Bergman-Calabi diastasis and K\"ahler metric of constant holomorphic sectional curvature

TL;DR

This paper characterizes when a bounded domain in complex space with a constant holomorphic sectional curvature Bergman metric is biholomorphic to a ball, linking geometric properties with the Bergman-Calabi diastasis and providing explicit formulas.

Contribution

It establishes the equivalence between biholomorphism to a ball and properties of the Bergman-Calabi diastasis, extending Lu's theorem to incomplete cases and connecting with the Bergman representative coordinate.

Findings

Biholomorphic to a ball iff the Bergman-Calabi diastasis is exhaustive or hyperconvex.

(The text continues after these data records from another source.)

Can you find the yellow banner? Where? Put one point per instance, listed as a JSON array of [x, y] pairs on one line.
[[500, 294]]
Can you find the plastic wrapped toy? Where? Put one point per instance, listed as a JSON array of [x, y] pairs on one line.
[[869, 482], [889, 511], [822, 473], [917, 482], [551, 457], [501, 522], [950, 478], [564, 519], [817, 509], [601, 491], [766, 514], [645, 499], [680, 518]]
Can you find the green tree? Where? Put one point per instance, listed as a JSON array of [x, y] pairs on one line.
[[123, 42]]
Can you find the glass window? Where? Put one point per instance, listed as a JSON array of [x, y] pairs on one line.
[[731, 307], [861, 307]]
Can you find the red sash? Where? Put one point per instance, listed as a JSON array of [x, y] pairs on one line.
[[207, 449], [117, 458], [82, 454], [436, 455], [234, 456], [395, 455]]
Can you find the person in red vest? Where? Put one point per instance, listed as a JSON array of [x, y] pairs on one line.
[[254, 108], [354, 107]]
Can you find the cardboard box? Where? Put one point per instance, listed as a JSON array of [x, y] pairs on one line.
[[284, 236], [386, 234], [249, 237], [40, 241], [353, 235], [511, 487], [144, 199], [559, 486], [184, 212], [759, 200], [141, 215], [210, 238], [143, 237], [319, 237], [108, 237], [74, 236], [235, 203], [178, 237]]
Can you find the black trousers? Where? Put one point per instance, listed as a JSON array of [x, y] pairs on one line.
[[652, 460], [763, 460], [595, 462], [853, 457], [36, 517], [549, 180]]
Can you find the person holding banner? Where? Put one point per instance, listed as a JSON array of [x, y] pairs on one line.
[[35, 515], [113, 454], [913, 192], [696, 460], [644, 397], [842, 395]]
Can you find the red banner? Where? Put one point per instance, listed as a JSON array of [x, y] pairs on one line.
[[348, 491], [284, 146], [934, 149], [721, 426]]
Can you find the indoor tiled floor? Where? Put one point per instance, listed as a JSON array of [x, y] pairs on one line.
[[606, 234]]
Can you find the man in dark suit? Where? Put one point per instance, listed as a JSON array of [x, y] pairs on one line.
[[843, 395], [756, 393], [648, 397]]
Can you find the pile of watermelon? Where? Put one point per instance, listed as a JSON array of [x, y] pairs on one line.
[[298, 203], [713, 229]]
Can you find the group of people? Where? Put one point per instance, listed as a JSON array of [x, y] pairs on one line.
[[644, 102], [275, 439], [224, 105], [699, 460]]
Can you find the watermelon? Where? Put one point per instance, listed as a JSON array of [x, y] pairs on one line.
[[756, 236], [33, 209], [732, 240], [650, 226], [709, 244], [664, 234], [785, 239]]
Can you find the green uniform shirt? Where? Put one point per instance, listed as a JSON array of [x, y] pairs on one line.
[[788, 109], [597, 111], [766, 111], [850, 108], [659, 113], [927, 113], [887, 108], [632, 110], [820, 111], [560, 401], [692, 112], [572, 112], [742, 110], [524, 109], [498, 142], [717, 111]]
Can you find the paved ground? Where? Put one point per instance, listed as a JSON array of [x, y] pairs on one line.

Explicit formulas for the Bergman-Calabi diastasis involving the Bergman representative coordinate.

Domains with constant holomorphic sectional curvature Bergman metric are Lu Qi-Keng.

Abstract

We prove that for a bounded domain in $\mathbb C^n$ with the Bergman metric of constant holomorphic sectional curvature being biholomorphic to a ball is equivalent to the hyperconvexity or the exhaustiveness of the Bergman-Calabi diastasis. By finding its connection with the Bergman representative coordinate, we give explicit formulas of the Bergman-Calabi diastasis and show that it has bounded gradient. In particular, we prove that any bounded domain whose Bergman metric has constant holomorphic sectional curvature is Lu Qi-Keng. We also extend a theorem of Lu towards the incomplete situation and characterize pseudoconvex domains that are biholomorphic to a ball possibly less a relatively closed pluripolar set.